Обсуждение: Re: [BUGS] numerics lose scale and precision in views of unions

Поиск
Список
Период
Сортировка

Re: [BUGS] numerics lose scale and precision in views of unions

От
Tom Lane
Дата:
"Brian C. DeRocher" <brian.derocher@mitretek.org> writes:
> It appears that when you create a view of a union, numeric data types
> loose their scale and precision.

I think this is the same issue discussed here:
http://archives.postgresql.org/pgsql-hackers/2004-12/msg00408.php

That was just before 8.0 release, so the change got postponed and then
seems to have slipped through the cracks :-(.  Any objections to
fixing it for 8.2?
        regards, tom lane


Re: [BUGS] numerics lose scale and precision in views of unions

От
Stephen Frost
Дата:
* Tom Lane (tgl@sss.pgh.pa.us) wrote:
> "Brian C. DeRocher" <brian.derocher@mitretek.org> writes:
> > It appears that when you create a view of a union, numeric data types
> > loose their scale and precision.
>
> I think this is the same issue discussed here:
> http://archives.postgresql.org/pgsql-hackers/2004-12/msg00408.php
>
> That was just before 8.0 release, so the change got postponed and then
> seems to have slipped through the cracks :-(.  Any objections to
> fixing it for 8.2?

Sounds good to me.  I'd like to talk a bit about the expected behavior
of a numeric hash function.  This is the current behavior:

abc=# select * from test1;  a1
--------  1.001.0000   1.0
(3 rows)

abc=# select * from test1 group by a1; a1
------1.00
(1 row)

abc=# select distinct a1 from test1; a1
------1.00
(1 row)

I just want to double-check that this is the correct/expected behavior
(hopefully from the SQL spec?) and that a hash function need not concern
itself with the scale?

I'm guessing it's too late for 8.2, or would such a relatively
isolated/simple change be acceptable during the beta period (adding hash
functions for numeric types)?  Don't swear I'll actually get to them but
I'd like to and so I'd like to be hash out (hah!) the correct semantics.
Thanks!
    Stephen

Re: [BUGS] numerics lose scale and precision in views of unions

От
Tom Lane
Дата:
Stephen Frost <sfrost@snowman.net> writes:
> Sounds good to me.  I'd like to talk a bit about the expected behavior
> of a numeric hash function.  This is the current behavior:

You're hijacking the thread, tsk tsk.

> abc=# select * from test1;
>    a1   
> --------
>    1.00
>  1.0000
>     1.0
> (3 rows)

> abc=# select * from test1 group by a1;
>   a1  
> ------
>  1.00
> (1 row)

> abc=# select distinct a1 from test1;
>   a1  
> ------
>  1.00
> (1 row)

Yeah, because numeric_cmp says that 1.0 and 1.00 are equal (what else
could it say?  "less" and "greater" are surely wrong).  So you need to
ensure that dscale is not included in the hash calculation.  The
comments in numeric.h claim that you should not need to worry about
leading or trailing zeroes, but it sounds like you do need to worry
about differing weights for zero.  Might be easiest and safest to use
only nonzero digit words in the hash calculation.
        regards, tom lane


Re: [BUGS] numerics lose scale and precision in views of unions

От
Stephen Frost
Дата:
* Tom Lane (tgl@sss.pgh.pa.us) wrote:
> Stephen Frost <sfrost@snowman.net> writes:
> > Sounds good to me.  I'd like to talk a bit about the expected behavior
> > of a numeric hash function.  This is the current behavior:
>
> You're hijacking the thread, tsk tsk.

Yeah, but Brian sits across the hall from me at work... :)

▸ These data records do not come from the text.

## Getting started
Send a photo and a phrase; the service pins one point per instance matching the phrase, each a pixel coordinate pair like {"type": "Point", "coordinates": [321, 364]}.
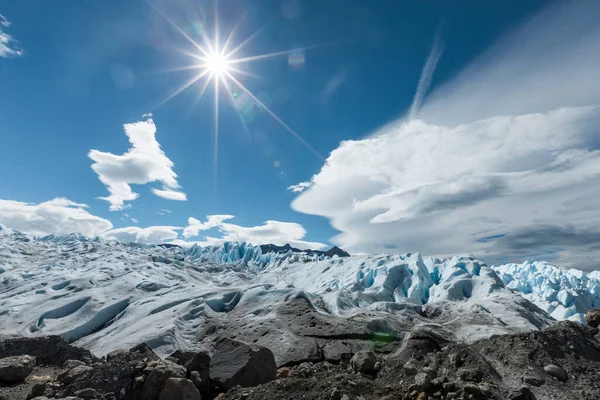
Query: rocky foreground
{"type": "Point", "coordinates": [560, 362]}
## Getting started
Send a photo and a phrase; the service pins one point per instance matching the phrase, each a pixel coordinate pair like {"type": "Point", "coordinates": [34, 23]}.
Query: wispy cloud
{"type": "Point", "coordinates": [145, 162]}
{"type": "Point", "coordinates": [9, 46]}
{"type": "Point", "coordinates": [427, 73]}
{"type": "Point", "coordinates": [507, 149]}
{"type": "Point", "coordinates": [59, 215]}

> Yeah, because numeric_cmp says that 1.0 and 1.00 are equal (what else
> could it say?  "less" and "greater" are surely wrong).  So you need to

It could say "not equal" pretty reasonably as the scale is
different.  With all due respect, it seems to me that we track the scale
for the very reason that it may be different for different numbers.
Unless the SQL spec says differently or we get complaints from people
I'm all for keeping the current semantics though.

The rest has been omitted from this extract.